The discovery was a milestone. Now that they knew the gene responsible, scientists could study how mutations in the gene make people sick. Because genes provide instructions for making proteins, a change in gene sequence can change the function or shape of a protein. A variety of mutations in the CFTR gene can cause CF. In the most common CF allele, three nucleotides within the CFTR gene are deleted. People who carry this allele produce a defective CFTR protein. This slight change wreaks havoc on the body: the lungs, sweat glands, and pancreas no longer function normally (INFOGRAPHIC 11.1).

INFOGRAPHIC 11.1 CF IS CAUSED BY MUTATIONS IN THE CFTR GENE"

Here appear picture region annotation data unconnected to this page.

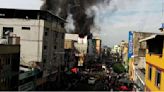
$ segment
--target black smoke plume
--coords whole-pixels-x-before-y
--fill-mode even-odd
[[[91,26],[94,25],[95,14],[88,17],[86,10],[100,3],[109,3],[110,0],[44,0],[42,10],[49,10],[55,15],[67,19],[68,14],[73,15],[74,33],[81,37],[90,34]]]

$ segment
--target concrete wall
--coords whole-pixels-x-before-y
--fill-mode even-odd
[[[21,62],[42,61],[43,20],[1,18],[0,37],[3,27],[13,27],[13,34],[20,36]],[[22,27],[30,27],[30,30],[23,30]]]

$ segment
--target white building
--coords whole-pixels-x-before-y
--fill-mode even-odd
[[[47,11],[0,9],[0,37],[8,32],[20,36],[21,65],[41,68],[44,76],[60,71],[64,64],[64,23]]]

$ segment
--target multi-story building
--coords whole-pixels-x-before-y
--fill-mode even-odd
[[[0,9],[0,37],[8,33],[21,37],[21,71],[38,68],[52,81],[60,80],[64,66],[64,23],[48,11]]]
[[[101,55],[101,39],[99,36],[93,36],[93,45],[95,47],[96,55],[99,58]]]
[[[147,42],[145,91],[164,91],[164,35],[154,34]]]
[[[129,59],[129,78],[137,84],[136,90],[144,90],[145,86],[145,50],[146,43],[139,43],[139,40],[149,37],[153,33],[130,32],[128,59]],[[129,56],[131,53],[131,56]]]
[[[78,34],[65,34],[65,65],[67,70],[69,71],[71,68],[77,66],[77,60],[75,57],[76,49],[74,43],[77,42]]]
[[[17,91],[19,85],[20,45],[9,43],[0,43],[1,91]]]

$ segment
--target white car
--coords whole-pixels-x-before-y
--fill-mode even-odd
[[[96,79],[94,77],[90,77],[88,79],[88,84],[95,84],[95,82],[96,82]]]

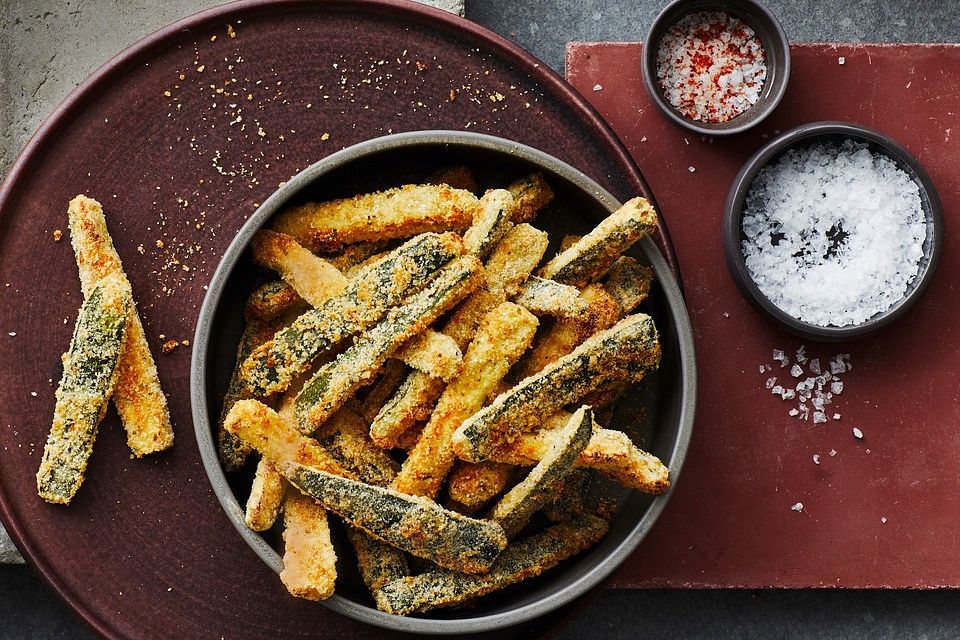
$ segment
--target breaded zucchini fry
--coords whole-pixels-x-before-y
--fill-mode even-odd
[[[480,191],[480,185],[477,184],[477,177],[473,175],[473,171],[462,164],[440,169],[424,180],[424,182],[427,184],[445,184],[454,189],[463,189],[470,193]]]
[[[319,307],[347,288],[340,271],[285,233],[261,229],[251,243],[254,261],[280,274],[311,307]]]
[[[503,493],[517,474],[512,464],[458,460],[447,479],[447,497],[455,511],[473,513]]]
[[[394,354],[412,368],[433,378],[449,381],[460,373],[463,353],[450,336],[426,329],[413,336]]]
[[[628,200],[593,231],[548,262],[540,276],[582,287],[599,278],[630,246],[657,226],[657,214],[643,198]]]
[[[473,224],[463,234],[467,253],[481,260],[489,256],[513,227],[511,218],[515,209],[513,196],[505,189],[493,189],[483,194]]]
[[[437,496],[453,466],[453,433],[464,419],[483,407],[487,394],[527,350],[536,331],[536,317],[511,302],[504,302],[487,314],[467,348],[463,371],[440,397],[417,445],[394,480],[394,489],[428,498]]]
[[[386,542],[350,525],[347,525],[347,537],[357,554],[360,575],[370,593],[388,582],[410,575],[407,556],[399,549],[394,549]]]
[[[553,202],[553,190],[544,180],[542,173],[534,173],[517,180],[507,187],[507,191],[517,202],[517,211],[513,216],[513,221],[517,224],[531,222],[544,207]]]
[[[317,441],[357,478],[377,486],[390,484],[400,465],[378,447],[367,433],[367,422],[346,406],[333,414],[315,434]]]
[[[555,485],[573,470],[573,463],[590,442],[591,433],[593,411],[580,407],[565,426],[550,434],[550,444],[537,466],[487,516],[503,527],[507,538],[520,533],[530,516],[546,504]]]
[[[287,313],[299,315],[309,306],[289,284],[274,280],[253,290],[247,300],[245,315],[248,319],[274,320]]]
[[[273,228],[312,251],[335,250],[353,242],[462,231],[473,222],[476,206],[476,196],[463,189],[408,184],[342,200],[308,202],[281,212]]]
[[[298,433],[280,414],[259,400],[235,403],[224,426],[281,471],[284,464],[297,463],[352,477],[316,440]]]
[[[535,464],[549,449],[554,432],[551,423],[568,416],[557,412],[543,429],[520,434],[513,442],[498,447],[491,458],[508,464]],[[634,446],[627,434],[596,424],[590,442],[577,456],[576,466],[596,469],[614,482],[644,493],[658,495],[670,487],[670,470],[659,458]]]
[[[475,520],[437,503],[288,463],[287,480],[370,535],[465,573],[486,571],[507,546],[500,525]]]
[[[425,233],[366,267],[341,295],[307,311],[250,354],[242,368],[247,387],[256,396],[283,391],[323,351],[379,321],[461,253],[455,234]]]
[[[247,308],[250,308],[249,301]],[[246,463],[247,456],[250,455],[250,447],[223,426],[233,403],[250,397],[250,393],[241,378],[240,365],[254,349],[273,337],[280,324],[277,321],[265,322],[257,318],[248,318],[247,325],[243,328],[243,334],[240,336],[240,342],[237,344],[237,360],[233,367],[233,373],[230,375],[227,392],[223,396],[220,424],[217,428],[217,452],[220,457],[220,464],[227,472],[238,471]]]
[[[575,318],[559,318],[548,332],[538,337],[529,357],[524,361],[521,377],[542,371],[559,360],[598,331],[609,329],[623,317],[617,301],[603,285],[591,284],[580,294],[586,312]]]
[[[320,368],[297,396],[295,409],[301,430],[312,431],[374,374],[400,345],[420,333],[481,284],[483,267],[463,256],[441,269],[437,277],[387,317],[361,334],[336,360]]]
[[[79,195],[70,201],[67,214],[70,219],[70,242],[77,257],[83,294],[90,295],[96,284],[110,274],[119,275],[129,289],[130,283],[107,231],[107,221],[100,203]],[[130,326],[126,331],[127,343],[120,358],[113,402],[127,432],[127,446],[139,458],[172,446],[173,425],[143,323],[132,297],[130,304]]]
[[[513,301],[538,316],[575,318],[587,312],[579,289],[536,276],[523,283]]]
[[[356,411],[370,424],[383,409],[383,405],[397,392],[403,381],[407,379],[409,370],[400,360],[387,360],[380,370],[380,377],[370,385],[363,402],[358,403]]]
[[[623,256],[610,267],[604,286],[623,313],[627,314],[632,313],[650,295],[653,277],[651,267],[644,267],[630,256]]]
[[[547,234],[528,224],[512,228],[484,265],[486,283],[457,307],[443,332],[466,349],[480,321],[490,309],[506,302],[536,268],[547,250]],[[443,393],[443,382],[414,371],[387,402],[370,426],[370,437],[380,446],[396,446],[403,433],[430,412]]]
[[[337,552],[330,541],[327,512],[313,498],[291,491],[283,504],[283,571],[291,594],[326,600],[337,581]]]
[[[462,604],[552,569],[591,547],[608,529],[603,518],[581,516],[511,544],[489,573],[471,576],[456,571],[430,571],[386,584],[374,594],[374,599],[381,611],[397,615]]]
[[[617,371],[641,375],[659,362],[660,344],[650,316],[624,318],[464,421],[453,436],[454,450],[469,462],[485,460],[497,446],[597,389]]]
[[[272,462],[260,458],[253,476],[244,521],[254,531],[266,531],[276,522],[287,492],[287,481]]]
[[[343,247],[343,249],[334,255],[325,255],[325,259],[339,269],[340,273],[349,275],[350,271],[370,258],[387,251],[390,248],[390,244],[389,240],[357,242]]]
[[[126,278],[111,273],[80,306],[37,471],[37,493],[47,502],[69,504],[83,483],[97,427],[119,377],[131,305]]]

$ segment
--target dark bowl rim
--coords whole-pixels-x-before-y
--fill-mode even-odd
[[[914,281],[917,282],[916,286],[888,310],[866,322],[847,327],[824,327],[810,324],[789,315],[773,304],[760,291],[749,271],[747,271],[740,246],[743,200],[757,173],[787,149],[802,146],[813,138],[825,136],[849,136],[876,145],[889,157],[909,168],[912,173],[911,179],[917,183],[922,195],[930,203],[930,211],[924,211],[924,215],[930,219],[927,224],[927,231],[928,233],[932,231],[933,235],[929,244],[930,250],[926,254],[927,263],[923,271],[914,278]],[[794,335],[821,342],[839,342],[862,338],[880,331],[903,317],[917,302],[936,274],[940,255],[943,252],[943,206],[940,203],[937,190],[933,186],[933,181],[923,165],[899,142],[886,134],[859,124],[824,120],[802,124],[785,131],[769,140],[750,156],[740,168],[730,185],[730,190],[727,192],[727,198],[723,205],[722,235],[723,252],[730,275],[733,277],[737,288],[754,307]]]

Cystic fibrosis (CF) is caused by a variety of mutations in the cystic fibrosis transmembrane regulator (CFTR) gene that sits on chromosome 7. One such mutation consists of a deletion of three consecutive nucleotides, which creates a CF-associated mutant allele. Consequently, the mRNA expressed from this allele has a missing codon and the resulting protein lacks an amino acid in a specific location, rendering the protein nonfunctional.

Today, more than 20 years later, scientists understand the disease better, and this has led to better drugs and therapies to treat symptoms; people with CF are living longer than ever. But despite scientific advances, there is still much to learn. One aspect of the disease that scientists are studying intensively is that people with identical CF alleles vary in the course of their disease—some have worse symptoms and live shorter lives than others. In recent years, scientists have discovered that there are other genes that contribute to a patient’s overall health—so-called modifier genes. That discovery is leading to exciting new therapies that may extend Emily’s life and the lives of thousands of other people with CF.